Coder Social home page Coder Social logo

newsletter_generator's Introduction

Data Driven - a Data Science Email Newsletter made using Python

Screenshot 2021-12-16 at 15 47 36

Table of Contents

Useful Links

The Aim

The aim of this project was to create an email newsletter which was semi-automated in Python to reduce production time. The newsletter would provide some data science article suggestions along with a short summary of their contents so the reader could see whether they wanted to read the full article. It would also display local weather information and stock market data.

In order to create the newsletter, the program scrapes data science and technology websites and brings back recent articles. It then filters them for relevancy and automatically generates summaries. The notebook also calculates useful information such as the read time and approximate difficulty level for each article.

Process and Tools

Python

The majority of the process is carried out in Python. The Jupyter Notebook can be found here.

Getting articles:

The program uses a Python library named Newspaper3k to scrape a list of data science and technology websites and get back their most recent articles. It then puts these articles into a Pandas dataframe along with relevant information including the title, author(s), a link to the article, keywords and the first image in the article.

Cleaning:

The articles are then cleaned to remove any unneccesary characters and ensure website links work. Any particularly short articles are dropped (there is a risk that the whole article has not been scraped). Articles which the summariser would not deal well with are also removed.

Filtering for relevancy:

NLTK, a natural language processing library, is used to get back the most common word pairs (collocations) for each article. The notebook then filters out any articles which do not contain relevant keywords or word pairs.

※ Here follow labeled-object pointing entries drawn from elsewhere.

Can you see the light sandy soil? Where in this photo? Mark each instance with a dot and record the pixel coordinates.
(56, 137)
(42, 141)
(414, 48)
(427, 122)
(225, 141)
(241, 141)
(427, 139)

Assessing difficulty level:

To assess the difficulty level of each article, I determined three lists of data science keywords and word pairs. In the first list I included words which I thought were likely to appear in more basic, 'beginner', articles, the second for an 'intermediate' difficulty and the final list for 'advanced'.

The program searches the articles for these keywords and returns the relative number of keywords present in the article from each list. If over 30% of the keywords are from the advanced category, the article is categorised as advanced. If this is not the case but 50% of the keywords are from the intermediate list, then the article is marked as 'intermediate' else it is marked as 'beginner'.

Though not a perfect system, it certainly helps to give the reader a general idea of how complex the ideas contained within an article are likely to be.

Generating Summaries:

After this, the notebook generates summaries using BART. I am using a form of BART which has been pretrained on the CCN/DailyMail dataset, which contains just over 300k unique news articles written by journalists at CNN and the Daily Mail. BART is trained by corrupting these articles with an arbitrary noising function and then learning a model to reconstruct the original text.

I am running this model using the Transformers library alongside PyTorch.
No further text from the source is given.